Pikiranku mulai kacau, perasaan hatiku
berkecamuk antara ya atau tidak. Aku hanya ingin mengungkapkan bahwa aku
menyukainya, mendengarkan ceritanya, kehidupannya, menampung keluhannya, dan bermain
gitar bersamanya sepanjang waktu. Tetapi aku takut rasa ini tidak terbalas. Aku
mencurahkan apa yang aku rasakan ke dalam sebuah tulisan, dan mempostingnya di
blog. Terlintas wajahnya yang tersenyum di benakku. Bahkan sesekali berani
menampilkan wajah sendunya di layar laptop di hadapanku. Entah keinginan
darimana tanpa sadar aku membuka akun twitter-ku,
melihat apa ada yang menarik di sana. Jemariku mengarahkan mouse ke kolom pencarian, aku mengetik
pada keyboard nama itu. Satu nama
yang selalu membayangiku beberapa bulan kebelakang. Ternyata baru beberapa
menit yang lalu Kian memosting di twitter.
@Kianajisaka
Aku merasa nyaman di dekatnya, dan sepertinya aku
akan mengatakannya.
Jantungku berdebar tak biasa. Mataku
membelalak lebar, bibirku gemetar. Rasanya bercampur aduk jadi satu. Apakah ini
pertanda supaya aku mengatakannya?

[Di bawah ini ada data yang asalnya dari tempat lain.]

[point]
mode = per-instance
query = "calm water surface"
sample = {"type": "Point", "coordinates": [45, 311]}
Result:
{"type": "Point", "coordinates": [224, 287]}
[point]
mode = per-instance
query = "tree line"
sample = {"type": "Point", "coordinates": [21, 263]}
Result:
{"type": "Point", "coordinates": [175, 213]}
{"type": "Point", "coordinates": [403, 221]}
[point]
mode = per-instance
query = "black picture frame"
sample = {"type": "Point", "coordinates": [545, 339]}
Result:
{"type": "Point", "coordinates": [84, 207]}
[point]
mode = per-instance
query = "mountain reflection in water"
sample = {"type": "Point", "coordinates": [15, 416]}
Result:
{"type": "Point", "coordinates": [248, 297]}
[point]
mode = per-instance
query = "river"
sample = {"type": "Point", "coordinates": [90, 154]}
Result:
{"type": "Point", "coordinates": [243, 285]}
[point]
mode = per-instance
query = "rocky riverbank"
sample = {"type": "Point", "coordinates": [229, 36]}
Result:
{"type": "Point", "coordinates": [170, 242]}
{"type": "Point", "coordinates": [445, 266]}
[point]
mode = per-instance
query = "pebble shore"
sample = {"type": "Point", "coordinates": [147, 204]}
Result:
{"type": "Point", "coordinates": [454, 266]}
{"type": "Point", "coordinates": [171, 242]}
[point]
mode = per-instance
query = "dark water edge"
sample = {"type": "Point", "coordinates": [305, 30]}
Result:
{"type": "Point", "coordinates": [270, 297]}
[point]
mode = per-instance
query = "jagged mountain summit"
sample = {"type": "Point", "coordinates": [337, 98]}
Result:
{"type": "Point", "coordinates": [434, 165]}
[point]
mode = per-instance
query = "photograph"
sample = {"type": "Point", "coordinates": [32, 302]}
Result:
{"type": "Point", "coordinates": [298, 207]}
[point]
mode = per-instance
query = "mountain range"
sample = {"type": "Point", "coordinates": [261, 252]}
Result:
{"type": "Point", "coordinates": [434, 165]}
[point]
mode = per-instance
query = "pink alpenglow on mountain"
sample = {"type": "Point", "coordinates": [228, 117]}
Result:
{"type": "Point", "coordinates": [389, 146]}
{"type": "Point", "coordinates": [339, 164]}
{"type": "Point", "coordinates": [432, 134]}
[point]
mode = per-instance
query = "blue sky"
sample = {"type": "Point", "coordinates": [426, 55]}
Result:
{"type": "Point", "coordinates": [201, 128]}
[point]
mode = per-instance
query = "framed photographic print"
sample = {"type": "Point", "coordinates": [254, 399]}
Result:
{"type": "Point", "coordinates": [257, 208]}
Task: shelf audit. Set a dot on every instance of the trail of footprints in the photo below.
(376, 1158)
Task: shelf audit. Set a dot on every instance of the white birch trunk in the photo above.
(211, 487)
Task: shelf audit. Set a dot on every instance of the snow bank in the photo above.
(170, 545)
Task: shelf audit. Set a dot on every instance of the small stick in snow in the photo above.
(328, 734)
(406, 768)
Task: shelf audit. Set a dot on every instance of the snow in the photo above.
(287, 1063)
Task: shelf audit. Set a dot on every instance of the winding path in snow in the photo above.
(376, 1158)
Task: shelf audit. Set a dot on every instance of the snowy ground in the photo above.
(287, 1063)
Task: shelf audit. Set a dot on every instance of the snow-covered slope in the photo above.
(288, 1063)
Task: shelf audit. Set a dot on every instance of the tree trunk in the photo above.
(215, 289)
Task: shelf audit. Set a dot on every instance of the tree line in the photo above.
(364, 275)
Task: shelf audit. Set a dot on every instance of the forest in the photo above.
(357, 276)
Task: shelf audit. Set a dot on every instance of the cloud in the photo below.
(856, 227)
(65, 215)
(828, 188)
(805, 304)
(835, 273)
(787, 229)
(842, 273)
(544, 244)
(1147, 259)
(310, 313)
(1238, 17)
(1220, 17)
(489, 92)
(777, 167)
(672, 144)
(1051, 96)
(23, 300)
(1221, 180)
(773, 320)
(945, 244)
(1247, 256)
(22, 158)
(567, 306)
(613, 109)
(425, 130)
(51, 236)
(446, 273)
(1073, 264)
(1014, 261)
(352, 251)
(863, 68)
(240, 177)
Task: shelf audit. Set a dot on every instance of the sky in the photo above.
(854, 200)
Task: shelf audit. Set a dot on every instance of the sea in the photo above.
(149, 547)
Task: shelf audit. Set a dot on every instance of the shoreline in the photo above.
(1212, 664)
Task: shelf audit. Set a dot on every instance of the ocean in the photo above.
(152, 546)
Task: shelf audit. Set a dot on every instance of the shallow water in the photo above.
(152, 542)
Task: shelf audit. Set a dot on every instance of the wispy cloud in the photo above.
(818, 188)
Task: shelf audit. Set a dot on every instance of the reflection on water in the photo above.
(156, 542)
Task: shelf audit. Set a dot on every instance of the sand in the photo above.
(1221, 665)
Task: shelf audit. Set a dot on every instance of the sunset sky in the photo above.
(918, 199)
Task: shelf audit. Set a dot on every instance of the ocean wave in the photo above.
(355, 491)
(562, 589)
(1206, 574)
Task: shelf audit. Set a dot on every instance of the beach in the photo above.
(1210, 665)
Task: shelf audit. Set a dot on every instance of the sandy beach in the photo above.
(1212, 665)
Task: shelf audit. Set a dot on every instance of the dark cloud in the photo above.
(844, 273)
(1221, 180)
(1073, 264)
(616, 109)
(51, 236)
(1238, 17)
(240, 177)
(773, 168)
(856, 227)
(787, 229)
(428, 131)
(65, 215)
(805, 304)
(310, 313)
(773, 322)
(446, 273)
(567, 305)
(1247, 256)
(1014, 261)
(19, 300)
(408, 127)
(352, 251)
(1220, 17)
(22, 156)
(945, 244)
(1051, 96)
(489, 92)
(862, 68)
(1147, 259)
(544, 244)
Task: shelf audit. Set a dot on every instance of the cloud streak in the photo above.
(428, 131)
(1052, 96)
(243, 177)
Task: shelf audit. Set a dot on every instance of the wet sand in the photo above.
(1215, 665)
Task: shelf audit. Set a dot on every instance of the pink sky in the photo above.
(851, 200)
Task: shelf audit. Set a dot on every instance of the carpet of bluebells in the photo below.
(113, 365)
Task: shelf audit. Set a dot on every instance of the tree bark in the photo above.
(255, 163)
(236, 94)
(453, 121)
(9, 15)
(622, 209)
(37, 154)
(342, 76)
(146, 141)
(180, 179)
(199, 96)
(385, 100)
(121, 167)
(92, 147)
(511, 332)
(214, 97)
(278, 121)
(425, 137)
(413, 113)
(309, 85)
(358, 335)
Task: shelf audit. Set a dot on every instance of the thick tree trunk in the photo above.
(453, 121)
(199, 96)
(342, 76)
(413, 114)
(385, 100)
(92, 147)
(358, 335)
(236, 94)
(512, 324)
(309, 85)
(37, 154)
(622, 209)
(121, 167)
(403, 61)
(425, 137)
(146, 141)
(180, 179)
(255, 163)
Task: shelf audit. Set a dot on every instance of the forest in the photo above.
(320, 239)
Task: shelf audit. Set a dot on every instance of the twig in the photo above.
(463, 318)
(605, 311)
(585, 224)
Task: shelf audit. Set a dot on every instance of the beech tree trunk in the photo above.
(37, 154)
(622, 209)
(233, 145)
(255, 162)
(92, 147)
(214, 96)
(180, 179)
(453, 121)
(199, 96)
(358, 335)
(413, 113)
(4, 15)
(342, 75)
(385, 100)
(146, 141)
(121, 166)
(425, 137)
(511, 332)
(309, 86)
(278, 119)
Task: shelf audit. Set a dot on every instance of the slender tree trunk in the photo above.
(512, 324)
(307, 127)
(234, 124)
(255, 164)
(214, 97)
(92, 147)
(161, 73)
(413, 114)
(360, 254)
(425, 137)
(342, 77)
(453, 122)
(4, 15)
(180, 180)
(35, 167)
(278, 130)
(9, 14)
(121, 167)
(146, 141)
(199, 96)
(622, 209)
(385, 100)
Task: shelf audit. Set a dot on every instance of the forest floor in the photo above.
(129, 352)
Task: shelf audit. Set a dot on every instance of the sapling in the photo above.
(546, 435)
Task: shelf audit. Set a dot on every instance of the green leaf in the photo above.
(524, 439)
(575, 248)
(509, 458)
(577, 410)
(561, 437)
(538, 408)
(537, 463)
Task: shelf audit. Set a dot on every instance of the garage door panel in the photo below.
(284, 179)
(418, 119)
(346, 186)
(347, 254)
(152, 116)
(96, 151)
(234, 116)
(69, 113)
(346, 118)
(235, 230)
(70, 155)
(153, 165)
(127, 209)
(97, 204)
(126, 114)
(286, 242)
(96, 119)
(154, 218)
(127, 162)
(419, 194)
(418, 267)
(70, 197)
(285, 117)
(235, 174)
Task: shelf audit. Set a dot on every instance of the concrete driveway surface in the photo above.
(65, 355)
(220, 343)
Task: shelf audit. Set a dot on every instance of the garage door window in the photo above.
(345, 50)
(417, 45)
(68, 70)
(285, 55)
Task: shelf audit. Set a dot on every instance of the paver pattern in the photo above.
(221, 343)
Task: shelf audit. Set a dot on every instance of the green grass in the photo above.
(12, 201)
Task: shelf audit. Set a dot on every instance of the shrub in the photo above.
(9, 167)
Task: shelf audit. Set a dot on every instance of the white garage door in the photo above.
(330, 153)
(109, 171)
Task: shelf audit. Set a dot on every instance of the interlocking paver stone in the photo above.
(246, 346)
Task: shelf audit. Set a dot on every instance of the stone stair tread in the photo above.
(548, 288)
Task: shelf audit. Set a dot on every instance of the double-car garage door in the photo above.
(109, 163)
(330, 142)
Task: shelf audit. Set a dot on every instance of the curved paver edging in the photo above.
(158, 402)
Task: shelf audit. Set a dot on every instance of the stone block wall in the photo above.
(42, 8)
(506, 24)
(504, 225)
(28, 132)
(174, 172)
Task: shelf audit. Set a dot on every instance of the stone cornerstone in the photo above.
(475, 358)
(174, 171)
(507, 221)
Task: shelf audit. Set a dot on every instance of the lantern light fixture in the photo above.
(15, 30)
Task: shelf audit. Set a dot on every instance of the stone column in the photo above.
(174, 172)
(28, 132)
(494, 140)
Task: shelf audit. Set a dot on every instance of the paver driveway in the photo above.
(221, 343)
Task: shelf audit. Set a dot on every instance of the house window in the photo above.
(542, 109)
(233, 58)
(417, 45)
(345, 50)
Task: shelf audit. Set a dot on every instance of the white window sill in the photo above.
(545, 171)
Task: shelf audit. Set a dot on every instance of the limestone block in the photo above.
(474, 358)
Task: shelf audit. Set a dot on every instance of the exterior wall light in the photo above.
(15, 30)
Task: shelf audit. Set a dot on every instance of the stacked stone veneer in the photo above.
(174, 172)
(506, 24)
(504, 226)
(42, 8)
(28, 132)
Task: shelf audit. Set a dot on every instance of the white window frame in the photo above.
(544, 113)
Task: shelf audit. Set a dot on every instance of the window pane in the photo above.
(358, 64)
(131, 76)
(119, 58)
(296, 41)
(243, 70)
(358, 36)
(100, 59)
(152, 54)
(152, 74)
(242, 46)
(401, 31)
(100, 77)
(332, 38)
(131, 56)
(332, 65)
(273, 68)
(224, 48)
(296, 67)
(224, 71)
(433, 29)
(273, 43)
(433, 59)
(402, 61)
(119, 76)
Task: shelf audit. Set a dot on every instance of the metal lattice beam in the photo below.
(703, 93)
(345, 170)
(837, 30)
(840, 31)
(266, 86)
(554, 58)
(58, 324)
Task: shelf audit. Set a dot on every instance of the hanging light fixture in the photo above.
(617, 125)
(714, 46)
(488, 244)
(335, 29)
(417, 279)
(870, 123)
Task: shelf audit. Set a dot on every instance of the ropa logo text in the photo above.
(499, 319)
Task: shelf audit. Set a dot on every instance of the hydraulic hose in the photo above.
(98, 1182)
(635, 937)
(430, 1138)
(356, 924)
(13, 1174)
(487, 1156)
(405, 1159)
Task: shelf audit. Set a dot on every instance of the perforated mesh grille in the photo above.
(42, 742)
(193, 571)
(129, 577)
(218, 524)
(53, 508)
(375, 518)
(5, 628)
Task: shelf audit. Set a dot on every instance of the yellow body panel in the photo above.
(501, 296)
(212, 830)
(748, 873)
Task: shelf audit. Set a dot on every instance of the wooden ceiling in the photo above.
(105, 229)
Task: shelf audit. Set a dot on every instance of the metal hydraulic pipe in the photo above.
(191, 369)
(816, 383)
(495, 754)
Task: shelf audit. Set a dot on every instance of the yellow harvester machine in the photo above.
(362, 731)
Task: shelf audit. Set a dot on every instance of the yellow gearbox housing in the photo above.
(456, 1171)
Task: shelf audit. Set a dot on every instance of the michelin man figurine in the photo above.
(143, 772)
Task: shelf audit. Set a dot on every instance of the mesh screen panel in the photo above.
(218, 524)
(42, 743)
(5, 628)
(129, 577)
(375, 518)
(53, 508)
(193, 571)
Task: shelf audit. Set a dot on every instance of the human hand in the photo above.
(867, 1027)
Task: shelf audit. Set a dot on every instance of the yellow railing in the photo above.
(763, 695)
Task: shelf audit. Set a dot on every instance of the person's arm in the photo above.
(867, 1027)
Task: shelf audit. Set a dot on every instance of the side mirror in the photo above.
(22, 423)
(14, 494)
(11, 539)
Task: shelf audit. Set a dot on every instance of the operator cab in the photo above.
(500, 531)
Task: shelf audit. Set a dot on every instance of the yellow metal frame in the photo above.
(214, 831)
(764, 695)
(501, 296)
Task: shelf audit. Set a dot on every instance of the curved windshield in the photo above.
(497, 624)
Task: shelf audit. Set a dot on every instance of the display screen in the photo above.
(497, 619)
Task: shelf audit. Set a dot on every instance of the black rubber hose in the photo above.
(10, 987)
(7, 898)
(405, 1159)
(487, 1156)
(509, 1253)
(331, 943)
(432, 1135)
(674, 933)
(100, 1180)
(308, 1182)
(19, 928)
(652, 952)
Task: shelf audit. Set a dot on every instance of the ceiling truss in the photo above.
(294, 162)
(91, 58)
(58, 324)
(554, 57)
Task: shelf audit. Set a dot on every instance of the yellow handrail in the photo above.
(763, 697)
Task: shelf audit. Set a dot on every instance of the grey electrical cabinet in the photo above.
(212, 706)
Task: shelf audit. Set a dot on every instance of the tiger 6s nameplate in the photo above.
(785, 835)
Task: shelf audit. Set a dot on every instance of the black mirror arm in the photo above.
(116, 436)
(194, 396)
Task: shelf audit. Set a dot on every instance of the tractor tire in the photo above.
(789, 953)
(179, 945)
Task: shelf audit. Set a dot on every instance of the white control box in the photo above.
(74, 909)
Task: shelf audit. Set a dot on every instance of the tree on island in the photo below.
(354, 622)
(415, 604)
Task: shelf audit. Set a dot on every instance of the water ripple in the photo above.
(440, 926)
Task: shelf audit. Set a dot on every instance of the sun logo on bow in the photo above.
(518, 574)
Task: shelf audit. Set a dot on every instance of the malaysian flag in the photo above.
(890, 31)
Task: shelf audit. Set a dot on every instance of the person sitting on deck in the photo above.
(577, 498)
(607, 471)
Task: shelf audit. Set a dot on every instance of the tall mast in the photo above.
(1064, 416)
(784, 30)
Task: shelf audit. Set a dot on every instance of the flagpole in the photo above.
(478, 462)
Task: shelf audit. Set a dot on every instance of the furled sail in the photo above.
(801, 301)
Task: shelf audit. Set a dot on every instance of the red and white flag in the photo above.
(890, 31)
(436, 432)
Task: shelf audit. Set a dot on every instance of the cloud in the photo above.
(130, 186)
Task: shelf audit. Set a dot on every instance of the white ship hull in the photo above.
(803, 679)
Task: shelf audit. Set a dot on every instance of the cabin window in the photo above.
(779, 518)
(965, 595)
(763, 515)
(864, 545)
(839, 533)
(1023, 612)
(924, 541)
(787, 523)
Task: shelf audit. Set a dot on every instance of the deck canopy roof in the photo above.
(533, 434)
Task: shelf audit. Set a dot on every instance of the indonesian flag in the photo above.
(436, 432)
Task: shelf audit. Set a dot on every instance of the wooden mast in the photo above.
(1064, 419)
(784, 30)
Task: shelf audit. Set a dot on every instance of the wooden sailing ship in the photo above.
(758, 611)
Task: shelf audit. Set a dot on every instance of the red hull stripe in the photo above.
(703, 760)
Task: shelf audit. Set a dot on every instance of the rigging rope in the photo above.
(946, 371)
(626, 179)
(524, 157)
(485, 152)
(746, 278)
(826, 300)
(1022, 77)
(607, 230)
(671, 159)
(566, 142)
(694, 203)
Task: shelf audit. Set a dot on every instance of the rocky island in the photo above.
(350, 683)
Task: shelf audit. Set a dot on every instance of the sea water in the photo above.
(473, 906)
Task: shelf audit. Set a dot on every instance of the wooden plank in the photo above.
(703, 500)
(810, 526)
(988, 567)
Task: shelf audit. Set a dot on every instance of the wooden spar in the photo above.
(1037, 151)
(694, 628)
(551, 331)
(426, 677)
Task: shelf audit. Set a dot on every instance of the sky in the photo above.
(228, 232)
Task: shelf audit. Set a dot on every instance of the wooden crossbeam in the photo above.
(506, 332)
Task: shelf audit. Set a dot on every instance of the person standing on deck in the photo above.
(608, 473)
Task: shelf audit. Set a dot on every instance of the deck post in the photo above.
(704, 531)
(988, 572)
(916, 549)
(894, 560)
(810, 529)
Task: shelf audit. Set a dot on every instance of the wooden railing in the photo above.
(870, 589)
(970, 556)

Bahwa aku menyukainya? Oh Tuhan.. apa yang
harus aku lakukan? Aku menepuk-nepuk pipiku. Pikiranku mulai terlalu
jauh. Belum tentu apa yang dia ungkapkan di media sosial itu untukku? Bisa saja
perempuan lain? Aku sudah melayang di angkasa dan terkejut setengah mati. Ah,
lupakan! Gumamku. Mataku mulai perih, aku mematikan laptop diatas meja
belajarku. Mencoba lebih santai dengan situasi ini. Aku beranjak dari kursi dan
meluncur ke atas tempat tidur. Menarik selimut, membungkus tubuhku sampai batas
leher, memposisikan diriku senyaman mungkin. Sambil merebahkan tubuh
karena kelelahan, aku mengambil ponselku yang berdering. Siapa yang malam-malam
begini telpon? Pikirku heran. Tetapi keherananku bertambah, setelah aku tahu
siapa yang menelepon malam itu.
Kian Memanggil...
“Hallo.. Nada?”
“Iya? Kian? Kok tumben malam-malam gini
telfon? Ada apa? Tidak biasanya?”
“Aku cuma mau tanya, apa benar kalau kita
menyukai seseorang itu harus segera diungkapkan? Kalau kita takut ditolak
gimana? aku habis baca blogmu tadi.”
Terdengar tawa kecil dan sedikit perasaan
khawatir di ujung telpon. Aku semakin bertanya-tanya, hatiku bergejolak lagi.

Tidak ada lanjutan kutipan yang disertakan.